More exciting than the strong growth in revenue and the improvement in profitability is the outlook. Trulieve raised its full-year outlook when it reported for revenue to be $465-485 million, with adjusted EBITDA of $205-225 million. Previously it had been guiding (for a year) for revenue to be $380-400 million, with adjusted EBITDA of $140-160 million. Curaleaf, which reports a pro forma revenue number that includes what is now only deals that have closed as if they had closed at the end of 2019, expects its Q3 pro forma revenue to grow from $165 million to $205-215 million, up at least 24% sequentially. GTI didn’t provide a forecast, and Cresco Labs traditionally hasn’t done so either. In general, we are seeing a “beat and raise” environment.

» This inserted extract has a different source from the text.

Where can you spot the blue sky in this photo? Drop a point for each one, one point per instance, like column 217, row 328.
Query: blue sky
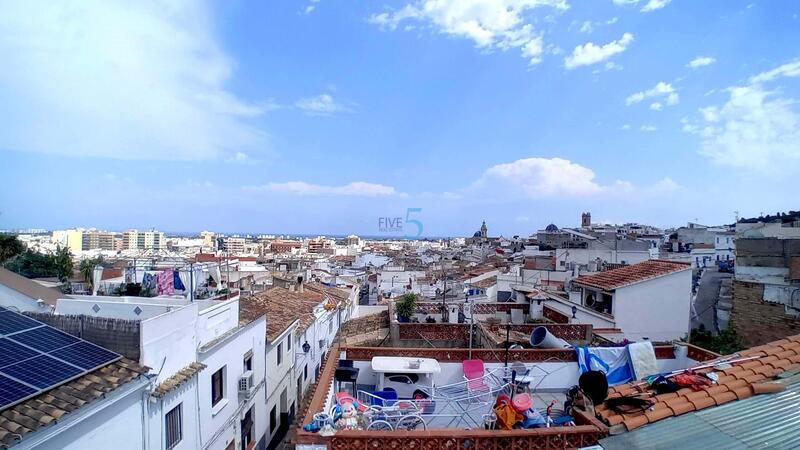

All four of these stocks are covered by several analysts, and the consensus outlook, according to Sentieo, is for very strong growth ahead. In fact, these analysts expect each of these companies to surpass $1 billion in annual revenue in the coming years, with the first likely to be Curaleaf. For 2021, the consensus before its earnings report was $1.03 billion, but it looks like most of the analysts are raising their outlook. At present, the 2021 revenue forecasts for the others are $736 million for GTI, $645 million for Trulieve and $642 million for Cresco Labs. I would argue that each of these companies has good access to capital and the ability to consolidate the industry, where there are many assets currently for sale, something that could accelerate the time-line for achieving $1 billion in revenue. Even without any sort of acquisitions, the companies are well on their way to hitting that level by 2022 or 2023.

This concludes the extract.